A recent California court ruling is expected to elevate the risks of credit cardholders to identity theft and fraud. The dispute involved the current practice of retail stores from soliciting zip codes from customers. Store owners were accused of asking customers of their zip codes in the guise that it is required to complete card transactions. The prosecutors alleged that the zip codes in reality were being collected by retailers and eventually sold off to companies who would later on pair the zip codes with customer names to identify home addresses with precision.
The court however dismissed charges since the practice does not constitute an act that violates a person's privacy. According to the court, zip codes are not unique characters that are customized to any one individual. Allegations that zip codes can be matched with names to arrive at an accurate home address were also downplayed.

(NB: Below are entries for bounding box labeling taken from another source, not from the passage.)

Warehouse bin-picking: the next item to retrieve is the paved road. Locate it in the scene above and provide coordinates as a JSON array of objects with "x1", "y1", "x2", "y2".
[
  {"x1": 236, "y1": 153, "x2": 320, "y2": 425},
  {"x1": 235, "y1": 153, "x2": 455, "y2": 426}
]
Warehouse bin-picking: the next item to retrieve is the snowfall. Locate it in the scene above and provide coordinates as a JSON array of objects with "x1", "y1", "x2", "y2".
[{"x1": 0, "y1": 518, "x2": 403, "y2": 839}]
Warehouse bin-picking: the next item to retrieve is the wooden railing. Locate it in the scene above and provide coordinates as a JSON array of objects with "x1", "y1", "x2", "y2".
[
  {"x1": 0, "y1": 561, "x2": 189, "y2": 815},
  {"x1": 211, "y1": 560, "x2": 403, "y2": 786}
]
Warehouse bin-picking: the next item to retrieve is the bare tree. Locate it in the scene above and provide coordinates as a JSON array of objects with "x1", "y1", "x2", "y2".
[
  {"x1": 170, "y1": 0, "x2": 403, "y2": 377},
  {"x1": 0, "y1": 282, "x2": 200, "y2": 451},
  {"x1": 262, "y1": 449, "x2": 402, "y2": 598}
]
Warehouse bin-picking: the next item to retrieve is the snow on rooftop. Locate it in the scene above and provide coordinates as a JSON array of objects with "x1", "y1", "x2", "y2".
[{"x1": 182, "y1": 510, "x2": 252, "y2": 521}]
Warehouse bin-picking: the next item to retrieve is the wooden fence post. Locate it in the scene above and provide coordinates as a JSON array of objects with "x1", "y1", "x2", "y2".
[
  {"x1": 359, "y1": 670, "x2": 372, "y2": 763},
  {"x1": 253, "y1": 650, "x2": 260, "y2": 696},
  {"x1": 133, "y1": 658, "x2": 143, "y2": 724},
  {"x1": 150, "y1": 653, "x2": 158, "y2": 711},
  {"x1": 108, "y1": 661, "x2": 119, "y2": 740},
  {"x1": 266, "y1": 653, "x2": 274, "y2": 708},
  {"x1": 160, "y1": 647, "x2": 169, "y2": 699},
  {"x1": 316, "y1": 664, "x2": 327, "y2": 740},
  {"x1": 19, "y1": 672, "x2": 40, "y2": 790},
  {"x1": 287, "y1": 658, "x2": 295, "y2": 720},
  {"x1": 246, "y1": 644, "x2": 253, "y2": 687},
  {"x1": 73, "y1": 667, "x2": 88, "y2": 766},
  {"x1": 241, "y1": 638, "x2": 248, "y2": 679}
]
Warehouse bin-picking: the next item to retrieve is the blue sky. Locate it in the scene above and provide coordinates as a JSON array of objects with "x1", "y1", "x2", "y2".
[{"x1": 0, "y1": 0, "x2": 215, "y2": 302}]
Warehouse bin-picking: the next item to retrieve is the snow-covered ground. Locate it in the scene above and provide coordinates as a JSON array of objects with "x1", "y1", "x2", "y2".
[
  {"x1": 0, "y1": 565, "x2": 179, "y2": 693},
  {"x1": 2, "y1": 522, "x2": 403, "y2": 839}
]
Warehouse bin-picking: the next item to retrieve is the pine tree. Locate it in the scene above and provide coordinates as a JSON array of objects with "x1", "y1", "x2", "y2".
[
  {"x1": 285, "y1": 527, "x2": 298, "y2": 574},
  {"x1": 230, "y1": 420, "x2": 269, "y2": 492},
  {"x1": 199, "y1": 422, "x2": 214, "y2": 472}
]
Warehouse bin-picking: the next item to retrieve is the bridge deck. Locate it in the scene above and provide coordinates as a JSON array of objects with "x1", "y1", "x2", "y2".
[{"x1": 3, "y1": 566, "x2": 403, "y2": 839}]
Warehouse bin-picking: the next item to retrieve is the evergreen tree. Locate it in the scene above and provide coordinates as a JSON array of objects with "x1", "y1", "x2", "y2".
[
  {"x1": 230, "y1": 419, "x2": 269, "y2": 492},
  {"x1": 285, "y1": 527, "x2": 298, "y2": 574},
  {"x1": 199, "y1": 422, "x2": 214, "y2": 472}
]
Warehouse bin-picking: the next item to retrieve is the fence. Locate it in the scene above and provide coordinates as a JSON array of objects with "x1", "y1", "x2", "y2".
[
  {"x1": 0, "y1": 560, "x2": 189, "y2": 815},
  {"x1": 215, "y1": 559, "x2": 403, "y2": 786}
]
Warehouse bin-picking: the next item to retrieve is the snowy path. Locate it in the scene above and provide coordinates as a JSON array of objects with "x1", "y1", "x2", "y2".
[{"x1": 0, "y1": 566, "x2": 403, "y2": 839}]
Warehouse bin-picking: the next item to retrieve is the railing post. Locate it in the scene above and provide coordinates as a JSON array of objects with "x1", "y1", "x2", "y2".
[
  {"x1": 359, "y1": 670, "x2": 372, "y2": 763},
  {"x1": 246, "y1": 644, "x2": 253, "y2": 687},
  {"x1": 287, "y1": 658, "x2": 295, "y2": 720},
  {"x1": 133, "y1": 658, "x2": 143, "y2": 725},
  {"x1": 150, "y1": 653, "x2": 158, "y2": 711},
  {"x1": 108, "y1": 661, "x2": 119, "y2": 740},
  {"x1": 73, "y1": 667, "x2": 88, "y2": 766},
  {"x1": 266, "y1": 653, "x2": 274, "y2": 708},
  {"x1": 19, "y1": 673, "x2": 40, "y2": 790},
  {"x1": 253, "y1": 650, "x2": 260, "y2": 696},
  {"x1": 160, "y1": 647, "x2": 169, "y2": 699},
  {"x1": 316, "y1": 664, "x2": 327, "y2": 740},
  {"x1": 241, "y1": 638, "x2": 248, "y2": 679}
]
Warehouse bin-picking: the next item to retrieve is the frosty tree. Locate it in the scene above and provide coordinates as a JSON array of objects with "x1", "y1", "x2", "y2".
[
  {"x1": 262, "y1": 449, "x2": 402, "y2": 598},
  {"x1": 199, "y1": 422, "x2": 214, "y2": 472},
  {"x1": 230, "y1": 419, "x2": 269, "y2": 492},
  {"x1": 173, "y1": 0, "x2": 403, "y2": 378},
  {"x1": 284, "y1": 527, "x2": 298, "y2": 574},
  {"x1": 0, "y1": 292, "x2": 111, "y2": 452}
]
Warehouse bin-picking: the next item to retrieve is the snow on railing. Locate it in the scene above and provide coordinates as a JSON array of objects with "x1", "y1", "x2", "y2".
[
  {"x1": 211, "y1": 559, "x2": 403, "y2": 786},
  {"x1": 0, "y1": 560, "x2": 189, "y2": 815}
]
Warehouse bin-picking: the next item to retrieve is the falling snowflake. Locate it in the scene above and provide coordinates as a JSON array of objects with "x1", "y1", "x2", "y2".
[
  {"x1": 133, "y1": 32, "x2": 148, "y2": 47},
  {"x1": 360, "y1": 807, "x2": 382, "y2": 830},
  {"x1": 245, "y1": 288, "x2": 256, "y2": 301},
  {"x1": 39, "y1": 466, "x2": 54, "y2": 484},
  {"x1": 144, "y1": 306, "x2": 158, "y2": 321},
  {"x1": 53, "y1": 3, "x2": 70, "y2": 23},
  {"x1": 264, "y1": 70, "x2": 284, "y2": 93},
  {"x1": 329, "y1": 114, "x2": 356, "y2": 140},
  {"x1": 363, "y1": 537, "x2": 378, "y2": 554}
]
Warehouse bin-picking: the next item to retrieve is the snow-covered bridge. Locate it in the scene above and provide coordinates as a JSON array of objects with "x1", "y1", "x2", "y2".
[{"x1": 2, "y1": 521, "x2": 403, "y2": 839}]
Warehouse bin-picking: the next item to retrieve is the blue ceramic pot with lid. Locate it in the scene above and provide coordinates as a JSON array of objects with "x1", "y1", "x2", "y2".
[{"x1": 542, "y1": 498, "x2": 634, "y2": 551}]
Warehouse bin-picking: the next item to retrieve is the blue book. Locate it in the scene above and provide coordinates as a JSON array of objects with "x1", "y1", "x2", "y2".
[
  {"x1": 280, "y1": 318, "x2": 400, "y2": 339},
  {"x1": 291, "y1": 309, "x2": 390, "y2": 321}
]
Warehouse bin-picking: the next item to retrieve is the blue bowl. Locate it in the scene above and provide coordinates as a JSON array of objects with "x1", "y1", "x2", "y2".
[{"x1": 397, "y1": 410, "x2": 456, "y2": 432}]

Earlier state statutes have provided sufficient protection to customers from unwanted collection of personal information such as home addresses and phone numbers. The original design of the bills was to stop companies from collecting customer information that could put cardholders at great risk. For some time it had effectively served its purpose, but companies have become more savvy and resourceful and can now pull up a customer's background information using what seemingly looks like unimportant entries.
Consumers by and large are unaware of the dangers of this practice since they are accustomed to providing zip codes in certain transactions such as when they fill up for gas. Unmanned gas stations would normally ask for zip codes from customers for security reasons before cardholders can swipe their cards. The zip codes are not shared with gas stations owners and are wired directly to credit card issuers. In this type of situation, consumers know that their zip codes are being used purely for confirmation purposes.
Retailers, however, ask for customers' zip codes making them believe that it is a protocol for credit card transactions. In reality, store purchases need not require disclosure of zip codes and collection of such is unnecessary to enable purchases. The real beneficiaries of this practice are companies that buy the zip codes from store owners and use them to identify addresses.
To underscore the potential hazards of this intrusive practice, in 2007 and 2008, TJX Companies reported that hackers were able to infiltrate their database system containing clients' credit card account numbers, home addresses, phone numbers and other pertinent information. What followed thereafter was massive identity theft and fraud that affected businesses the world over.